Confiança em quem partilha a peregrinação da vida, com quem nos cruzamos em cada dia, com quem frequentamos espaços e ambientes…
Senão, vejamos:
Somos condutores numa estrada de dois sentidos. Saímos descontraídos, apreciando a paisagem, enquanto o rádio debita música e notícias. A conversa é agradável, comentamos a vida, os eventos, cantarolamos uma canção conhecida…
Por nós cruzam-se viaturas em várias velocidades e tamanhos.
A nossa descontraída condução continua, porque confiamos.
Sim, confiamos que quem lá vem em sentido oposto, como nós, há de cumprir regras e regulamentos da condução. Há de ocupar a sua direita, há de ter cautela como nós, quando a via estreita, há de aguardar em desvio, se a prioridade é nossa, há de adequar a velocidade ao estado do piso, à largura da via, aos obstáculos que possam surgir…
Esta manha é dia de supermercado.
Levamos o carrinho das compras por corredores de produtos, sem correrias, com a liberdade de escolher os que estão expostos, confiando que os rótulos descrevem com exatidão as suas caraterísticas, que os prazos de validade são corretos, que o conteúdo corresponde à descrição, que os preços correspondem ao peso…
Estamos num concerto musical.
O palco é gigantesco, as colunas amontoam-se em cada lado, os focos de luz estão dependurados sobre as cabeças.
O espaço vai-se enchendo, à medida da qualidade e fama dos artistas. Estamos arrumadinhos como sardinha em lata.
Ouvem-se acordes, as luzes acendem-se, o palco está feérico, inundado de fumos e cor. A plateia recebe os artistas em gritos e aplausos, confiando que o concerto vai acontecer conforme anunciado. O solista confia que cada músico há de cumprir a parte que lhe cabe em cada trecho. Os artistas confiam que a luminotécnica vai enviar os feixes de luz e lazer na direção ensaiada.
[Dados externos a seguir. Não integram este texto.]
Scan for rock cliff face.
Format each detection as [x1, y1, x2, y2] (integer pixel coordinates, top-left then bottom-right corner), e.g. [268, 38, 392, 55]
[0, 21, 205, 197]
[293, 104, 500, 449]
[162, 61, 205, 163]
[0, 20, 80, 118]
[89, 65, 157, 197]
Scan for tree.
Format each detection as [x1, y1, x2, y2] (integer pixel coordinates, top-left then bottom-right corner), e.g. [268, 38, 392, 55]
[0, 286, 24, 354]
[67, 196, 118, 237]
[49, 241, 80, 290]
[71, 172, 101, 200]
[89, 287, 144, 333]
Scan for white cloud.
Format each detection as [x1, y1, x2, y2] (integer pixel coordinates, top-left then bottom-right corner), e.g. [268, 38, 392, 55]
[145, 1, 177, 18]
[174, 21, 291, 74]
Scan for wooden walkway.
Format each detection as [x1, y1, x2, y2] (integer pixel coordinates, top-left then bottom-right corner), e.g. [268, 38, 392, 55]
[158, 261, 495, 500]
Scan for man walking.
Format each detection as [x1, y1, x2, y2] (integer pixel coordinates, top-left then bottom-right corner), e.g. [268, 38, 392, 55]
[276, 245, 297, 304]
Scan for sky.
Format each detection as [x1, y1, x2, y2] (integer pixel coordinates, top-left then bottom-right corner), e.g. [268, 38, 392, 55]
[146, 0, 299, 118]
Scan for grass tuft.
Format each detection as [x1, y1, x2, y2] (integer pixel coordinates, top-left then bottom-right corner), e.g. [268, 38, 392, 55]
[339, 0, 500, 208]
O público confia que os parceiros que se comprimem e dançam e cantam terão atitudes de concórdia, em onda de euforia que se esparrama sobre a multidão…
Todos confiam que vai acontecer o anunciado.
Estamos num restaurante.
Telefonámos e confiamos que a mesa estará reservada, o restaurante confia que a reserva feita será cumprida e os clientes hão de chegar à hora marcada…
Escolhido o menú, confiamos que as toalhas e guardanapos estão limpos e desinfetados, que a ementa será respeitada, que os produtos são de qualidade e sem degradação, que os métodos de confeção respeitam a higiene, que a limpeza dos frigoríficos e balcões de trabalho está assegurada, que os técnicos da preparação estão de saúde e primam pelo asseio e competência…
Dir-me-ão:
Confiamos, porque há regras cujo cumprimento é fiscalizado, se forem violadas há sanções e processos judiciais.
Há quem coloque a confiança a par do medo.
Outros haverá que ligam a confiança à segurança, ou seja, confiamos por termos a garantia da segurança e avaliação dos atos que praticamos em comunidade.
Há quem confie porque acredita, crê no sentido de responsabilidade de quem assume uma tarefa. Isso deveria bastar para vivermos em segurança e liberdade, sem medos das falhas, sem o receio do incumprimento. Isso será uma certa utopia… mas é também fruto de educação.
O importante é termos a consciência de que viver em comunidade, partilhando espaços e oportunidades, usufruindo da ação de outrem, ou de muitas intervenções de tantos que cooperam para a conclusão do produto que nos chega, é sempre um ato de CONFIANÇA.